The expert also elaborated on the viability of the state assets transfer, telling CGTN that the Chinese people are the final and true owners of the state assets, so using such assets as the source of pension fund is logical and reasonable. He added that China’s state-owned enterprises (SOEs) have always been criticized for having single shareholders. So the transfer will, to some extent, improve the governance structure of SOEs by bringing in more shareholders.

"After transferring the shares or equities, another agency (National Council for Social Security Fund) will become their new major shareholder. The diversification is expected to improve the governance structure of SOEs," Wu said.

Chinese Premier Li Keqiang also said the government would increase the total amount of the social security fund by transferring state assets to guarantee the safety of pension during the first session of the 13th National People's Congress in March. The work will fully unfold this year, according to the State Council last week.

Chinese Premier Li Keqiang at the first session of the 13th National People's Congress. /Xinhua Photo

Chinese Premier Li Keqiang at the first session of the 13th National People's Congress. /Xinhua Photo

Transferring state assets is a viable solution, but not a panacea. The best way is to boost the economy, in turn allowing more enterprises to make pension contributions, according to the expert.

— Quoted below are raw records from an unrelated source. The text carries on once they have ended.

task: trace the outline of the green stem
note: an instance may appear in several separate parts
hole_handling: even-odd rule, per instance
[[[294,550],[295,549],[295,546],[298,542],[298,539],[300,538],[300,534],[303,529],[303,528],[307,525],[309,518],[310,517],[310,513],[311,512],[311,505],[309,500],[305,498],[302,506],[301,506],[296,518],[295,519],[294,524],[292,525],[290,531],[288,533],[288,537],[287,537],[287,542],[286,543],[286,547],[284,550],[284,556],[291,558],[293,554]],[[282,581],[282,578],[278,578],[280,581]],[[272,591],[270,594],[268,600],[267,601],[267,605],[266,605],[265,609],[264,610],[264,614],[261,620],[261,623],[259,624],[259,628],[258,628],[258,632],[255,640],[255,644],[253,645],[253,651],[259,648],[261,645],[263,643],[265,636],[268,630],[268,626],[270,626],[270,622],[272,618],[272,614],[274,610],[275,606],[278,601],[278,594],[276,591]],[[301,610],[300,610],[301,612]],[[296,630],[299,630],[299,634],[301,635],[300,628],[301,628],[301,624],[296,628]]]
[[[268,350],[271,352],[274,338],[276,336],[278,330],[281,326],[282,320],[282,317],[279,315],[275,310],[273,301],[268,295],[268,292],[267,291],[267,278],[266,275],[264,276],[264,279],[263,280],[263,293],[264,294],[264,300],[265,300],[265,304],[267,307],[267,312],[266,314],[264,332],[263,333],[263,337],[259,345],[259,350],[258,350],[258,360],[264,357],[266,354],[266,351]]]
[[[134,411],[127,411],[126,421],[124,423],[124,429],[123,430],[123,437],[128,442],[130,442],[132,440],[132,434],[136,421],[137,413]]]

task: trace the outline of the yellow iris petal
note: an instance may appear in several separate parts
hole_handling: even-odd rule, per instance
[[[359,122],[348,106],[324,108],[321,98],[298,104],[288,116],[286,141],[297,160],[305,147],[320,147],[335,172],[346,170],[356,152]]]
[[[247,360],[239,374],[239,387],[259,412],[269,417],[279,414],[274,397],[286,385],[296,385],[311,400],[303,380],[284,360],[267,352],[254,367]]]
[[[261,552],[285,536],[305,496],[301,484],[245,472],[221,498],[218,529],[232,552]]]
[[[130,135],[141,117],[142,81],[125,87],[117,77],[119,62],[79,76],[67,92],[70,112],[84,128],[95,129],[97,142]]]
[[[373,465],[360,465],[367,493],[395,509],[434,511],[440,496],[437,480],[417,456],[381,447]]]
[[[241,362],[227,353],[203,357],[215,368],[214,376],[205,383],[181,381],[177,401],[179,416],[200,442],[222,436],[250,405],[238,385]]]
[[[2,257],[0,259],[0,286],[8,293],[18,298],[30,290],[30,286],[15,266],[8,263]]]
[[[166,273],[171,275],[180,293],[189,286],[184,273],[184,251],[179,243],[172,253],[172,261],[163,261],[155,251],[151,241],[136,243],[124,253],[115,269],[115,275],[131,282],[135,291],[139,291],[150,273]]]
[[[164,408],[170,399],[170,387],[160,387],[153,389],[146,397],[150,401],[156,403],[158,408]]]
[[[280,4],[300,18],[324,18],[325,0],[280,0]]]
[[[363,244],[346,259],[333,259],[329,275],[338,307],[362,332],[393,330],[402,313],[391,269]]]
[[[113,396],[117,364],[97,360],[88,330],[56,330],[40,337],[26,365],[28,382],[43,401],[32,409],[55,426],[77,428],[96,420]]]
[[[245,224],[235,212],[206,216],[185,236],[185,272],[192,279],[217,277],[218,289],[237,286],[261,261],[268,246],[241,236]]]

China has taken many other measures to address the funding challenge, including allocating a portion of central government funds to make up for the local pension deficit, in a country where pension contributions are collected and managed by local governments. Authorities are also allowing Chinese couples to have their second child to enlarge the labor force and to cut enterprise taxes to increase employment.

01:37

"The claim that the generations born after 1980 will have no pension once they retire is totally a misunderstanding of the pension system and irresponsible," said Zhang Yinghua, researcher of the World Social Security Research Center for the Chinese Academy of Social Sciences.

He explained that there was no surplus of pension fund when the system was founded in 1996. At that time, local governments paid annual pensions to retirees with the money they collected the same year from laborers and there was no surplus, but kept a balance.

The surplus of China's pension fund went up steadily since the establishment of the pension system, but because of aging, the reserve began to decrease in 2014, which will eventually run out by 2035 if all else remains unchanged.

"The calculation is true (the surplus of pension fund will run out by 2035), but it's normal and doesn’t mean the local governments can’t pay pensions to the people born after 1980 when they retire. Because the governments could keep a balance then, they're capable of doing it in the future," Zhang said.